Among the college football games played that day were these:
* Yale beat arch-rival Harvard, 3-0 at Harvard Stadium in Boston.
* Arch-rivals North Carolina and Duke played to a 0-0 tie at Duke Stadium (now Wallace Wade Stadium) in Durham, North Carolina.
* West Virginia beat Penn State, 19-0 at the old Mountaineer Field in Morgantown, West Virginia.
* The University of Southern California beat Notre Dame, 16-14 at Notre Dame Stadium in South Bend, Indiana. USC would be awarded the National Championship, although not every poll agreed: Some gave it to the University of Pittsburgh, who were idle this week.
* In the battle for the Old Oaken Bucket, Purdue beat arch-rival Indiana, 19-0 at the old Memorial Stadium in Bloomington, Indiana.
* In the battle for the Little Brown Jug, Michigan beat Minnesota, 6-0 at Michigan Stadium in Ann Arbor.
* In a crosstown rivalry, Saint Louis University beat Washington University, 34-0 at Walsh Memorial Stadium in St. Louis. Saint Louis University dropped its football program after the 1949 season. Washington University now compete in NCAA Division III.
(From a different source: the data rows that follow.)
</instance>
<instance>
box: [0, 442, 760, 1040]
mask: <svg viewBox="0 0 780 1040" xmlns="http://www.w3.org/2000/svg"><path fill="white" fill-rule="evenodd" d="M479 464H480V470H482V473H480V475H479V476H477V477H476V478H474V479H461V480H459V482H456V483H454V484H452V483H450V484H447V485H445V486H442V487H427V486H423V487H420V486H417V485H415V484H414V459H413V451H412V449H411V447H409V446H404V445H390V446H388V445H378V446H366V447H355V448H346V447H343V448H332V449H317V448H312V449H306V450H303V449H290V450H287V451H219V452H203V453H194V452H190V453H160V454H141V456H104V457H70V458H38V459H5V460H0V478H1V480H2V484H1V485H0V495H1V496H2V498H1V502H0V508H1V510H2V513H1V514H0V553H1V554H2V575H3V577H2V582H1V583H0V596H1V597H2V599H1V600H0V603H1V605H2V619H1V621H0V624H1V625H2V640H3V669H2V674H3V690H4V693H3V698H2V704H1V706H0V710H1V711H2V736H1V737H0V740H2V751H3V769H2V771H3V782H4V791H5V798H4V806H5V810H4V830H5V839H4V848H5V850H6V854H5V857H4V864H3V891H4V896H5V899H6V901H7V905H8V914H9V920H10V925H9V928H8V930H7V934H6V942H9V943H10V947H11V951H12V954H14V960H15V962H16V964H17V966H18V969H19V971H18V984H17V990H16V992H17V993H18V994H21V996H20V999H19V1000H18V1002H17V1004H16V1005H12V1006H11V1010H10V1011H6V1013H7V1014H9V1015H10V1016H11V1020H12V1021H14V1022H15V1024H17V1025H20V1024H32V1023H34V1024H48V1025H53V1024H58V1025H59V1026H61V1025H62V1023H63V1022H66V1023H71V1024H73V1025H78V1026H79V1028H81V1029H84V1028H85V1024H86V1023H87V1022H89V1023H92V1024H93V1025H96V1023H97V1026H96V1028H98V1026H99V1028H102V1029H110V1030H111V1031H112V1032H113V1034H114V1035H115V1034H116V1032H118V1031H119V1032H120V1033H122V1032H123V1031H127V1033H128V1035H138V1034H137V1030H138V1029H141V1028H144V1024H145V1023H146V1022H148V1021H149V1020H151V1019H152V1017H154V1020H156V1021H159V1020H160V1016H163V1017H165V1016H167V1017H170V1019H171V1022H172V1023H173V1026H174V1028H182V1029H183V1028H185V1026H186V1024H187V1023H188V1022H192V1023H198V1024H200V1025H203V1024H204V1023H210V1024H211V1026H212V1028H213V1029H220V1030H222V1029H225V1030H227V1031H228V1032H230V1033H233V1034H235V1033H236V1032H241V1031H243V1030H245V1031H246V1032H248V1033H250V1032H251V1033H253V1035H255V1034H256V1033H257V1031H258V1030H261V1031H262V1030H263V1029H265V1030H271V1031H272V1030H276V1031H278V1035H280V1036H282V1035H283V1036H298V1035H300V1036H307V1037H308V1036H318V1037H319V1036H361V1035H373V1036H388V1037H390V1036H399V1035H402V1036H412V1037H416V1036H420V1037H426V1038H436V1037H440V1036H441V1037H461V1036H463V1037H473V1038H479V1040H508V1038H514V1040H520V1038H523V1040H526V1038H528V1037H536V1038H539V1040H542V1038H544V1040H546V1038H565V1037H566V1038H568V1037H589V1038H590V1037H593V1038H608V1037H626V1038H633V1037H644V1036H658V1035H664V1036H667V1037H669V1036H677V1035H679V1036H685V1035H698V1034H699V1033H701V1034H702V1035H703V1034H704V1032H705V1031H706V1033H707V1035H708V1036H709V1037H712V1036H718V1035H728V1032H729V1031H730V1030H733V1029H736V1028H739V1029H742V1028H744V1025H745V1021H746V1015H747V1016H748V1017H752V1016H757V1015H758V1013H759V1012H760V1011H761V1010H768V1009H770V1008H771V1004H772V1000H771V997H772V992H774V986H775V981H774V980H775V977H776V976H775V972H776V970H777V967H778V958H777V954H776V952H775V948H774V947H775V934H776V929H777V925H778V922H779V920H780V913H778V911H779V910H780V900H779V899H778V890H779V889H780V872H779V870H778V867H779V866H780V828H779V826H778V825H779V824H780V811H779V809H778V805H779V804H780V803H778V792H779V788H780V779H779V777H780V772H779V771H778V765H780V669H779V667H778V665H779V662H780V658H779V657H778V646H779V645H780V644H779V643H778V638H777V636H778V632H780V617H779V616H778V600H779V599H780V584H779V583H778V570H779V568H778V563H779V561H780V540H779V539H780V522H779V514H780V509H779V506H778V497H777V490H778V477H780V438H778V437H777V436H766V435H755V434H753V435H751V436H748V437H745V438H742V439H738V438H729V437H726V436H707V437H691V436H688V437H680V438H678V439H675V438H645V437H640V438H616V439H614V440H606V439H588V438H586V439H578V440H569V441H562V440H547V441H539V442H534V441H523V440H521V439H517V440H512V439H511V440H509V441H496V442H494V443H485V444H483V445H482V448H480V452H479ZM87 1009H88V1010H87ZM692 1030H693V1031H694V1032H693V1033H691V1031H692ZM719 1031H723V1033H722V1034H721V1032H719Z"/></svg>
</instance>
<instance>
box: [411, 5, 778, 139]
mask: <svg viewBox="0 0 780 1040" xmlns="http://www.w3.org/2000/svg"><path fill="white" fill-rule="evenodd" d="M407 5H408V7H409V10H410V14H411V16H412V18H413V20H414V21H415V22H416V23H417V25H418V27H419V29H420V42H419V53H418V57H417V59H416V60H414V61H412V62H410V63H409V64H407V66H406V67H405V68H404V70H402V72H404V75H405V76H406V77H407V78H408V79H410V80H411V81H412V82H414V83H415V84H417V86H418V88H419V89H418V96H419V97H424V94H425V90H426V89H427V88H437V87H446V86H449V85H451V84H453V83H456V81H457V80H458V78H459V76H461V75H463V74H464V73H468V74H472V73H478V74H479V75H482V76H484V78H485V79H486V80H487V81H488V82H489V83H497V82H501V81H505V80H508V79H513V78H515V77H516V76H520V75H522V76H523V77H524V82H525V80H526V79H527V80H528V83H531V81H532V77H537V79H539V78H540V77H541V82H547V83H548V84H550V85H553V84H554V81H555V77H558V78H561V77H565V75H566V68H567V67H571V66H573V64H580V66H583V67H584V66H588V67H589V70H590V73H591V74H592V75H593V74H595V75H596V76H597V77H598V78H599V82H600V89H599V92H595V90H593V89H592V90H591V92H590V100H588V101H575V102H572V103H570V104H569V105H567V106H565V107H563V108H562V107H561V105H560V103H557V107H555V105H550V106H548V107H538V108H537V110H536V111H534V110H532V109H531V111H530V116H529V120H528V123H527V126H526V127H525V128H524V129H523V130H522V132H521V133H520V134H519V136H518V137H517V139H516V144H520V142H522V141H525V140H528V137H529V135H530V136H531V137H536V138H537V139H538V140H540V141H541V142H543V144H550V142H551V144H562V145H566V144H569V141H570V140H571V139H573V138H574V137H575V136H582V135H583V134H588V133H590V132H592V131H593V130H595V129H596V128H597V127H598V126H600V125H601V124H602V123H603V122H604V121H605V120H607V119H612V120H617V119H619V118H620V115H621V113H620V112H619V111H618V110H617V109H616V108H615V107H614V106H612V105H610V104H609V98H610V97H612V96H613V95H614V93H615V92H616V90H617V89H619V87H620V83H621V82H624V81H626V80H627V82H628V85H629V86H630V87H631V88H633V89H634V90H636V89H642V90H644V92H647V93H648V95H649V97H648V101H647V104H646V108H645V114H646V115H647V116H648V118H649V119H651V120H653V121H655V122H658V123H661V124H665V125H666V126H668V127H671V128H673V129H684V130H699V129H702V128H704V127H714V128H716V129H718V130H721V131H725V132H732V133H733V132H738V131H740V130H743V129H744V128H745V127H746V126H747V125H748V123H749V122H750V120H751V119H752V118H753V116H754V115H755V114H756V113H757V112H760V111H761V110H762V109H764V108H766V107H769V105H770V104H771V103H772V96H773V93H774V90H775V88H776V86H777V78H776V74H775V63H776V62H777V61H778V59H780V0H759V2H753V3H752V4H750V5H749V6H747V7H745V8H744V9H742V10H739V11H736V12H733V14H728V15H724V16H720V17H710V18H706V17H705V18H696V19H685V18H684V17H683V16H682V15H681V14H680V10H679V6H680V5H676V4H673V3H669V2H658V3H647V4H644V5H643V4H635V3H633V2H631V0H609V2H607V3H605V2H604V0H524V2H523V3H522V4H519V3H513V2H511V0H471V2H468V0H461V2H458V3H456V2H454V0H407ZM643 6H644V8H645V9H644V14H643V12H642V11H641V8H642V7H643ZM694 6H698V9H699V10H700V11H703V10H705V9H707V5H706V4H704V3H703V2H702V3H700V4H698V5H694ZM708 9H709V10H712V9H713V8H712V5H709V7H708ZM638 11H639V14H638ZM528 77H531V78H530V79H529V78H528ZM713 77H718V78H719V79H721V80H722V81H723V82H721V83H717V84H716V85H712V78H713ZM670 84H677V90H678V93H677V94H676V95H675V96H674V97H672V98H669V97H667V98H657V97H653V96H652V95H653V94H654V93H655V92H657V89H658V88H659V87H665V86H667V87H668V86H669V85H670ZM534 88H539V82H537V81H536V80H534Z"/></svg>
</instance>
* In their annual "Border War," the oldest major collegiate rivalry west of the Mississippi River, Kansas beat Missouri, 14-0 at Memorial Stadium in Lawrence, Kansas.
* In the San Francisco Bay Area's annual "Big Game," the University of California beat Stanford, 6-0 at the old Stanford Stadium in Palo Alto.
* Army beat Ursinus, 54-6 at Michie Stadium in West Point, New York. Ursinus, in the Philadelphia suburb of Collegeville, Pennsylvania, now competes in NCAA Division III.
* Navy lost to Southern Methodist University (SMU), 13-6 at Thompson Stadium in Annapolis, Maryland.
* Previously undefeated Fordham were beaten by still-unbeaten Bucknell, 14-13 at the Polo Grounds. A week earlier, Fordham and New York University played to a 0-0 tie in front of 80,000 at Yankee Stadium. I have a discrepancy as to what NYU did next. According to Sports-Reference.com, on November 21, they beat Carnegie Tech (now Carnegie Mellon), 7-6 at Yankee Stadium. But according to Wikipedia, that game happened 5 days later, on Thanksgiving Day.
* Also in New York City, Columbia and Syracuse played to a tie, 0-0 at Baker Field in Manhattan.
* And among New Jersey's teams, Rutgers finished their season the week before, and Princeton had the week off.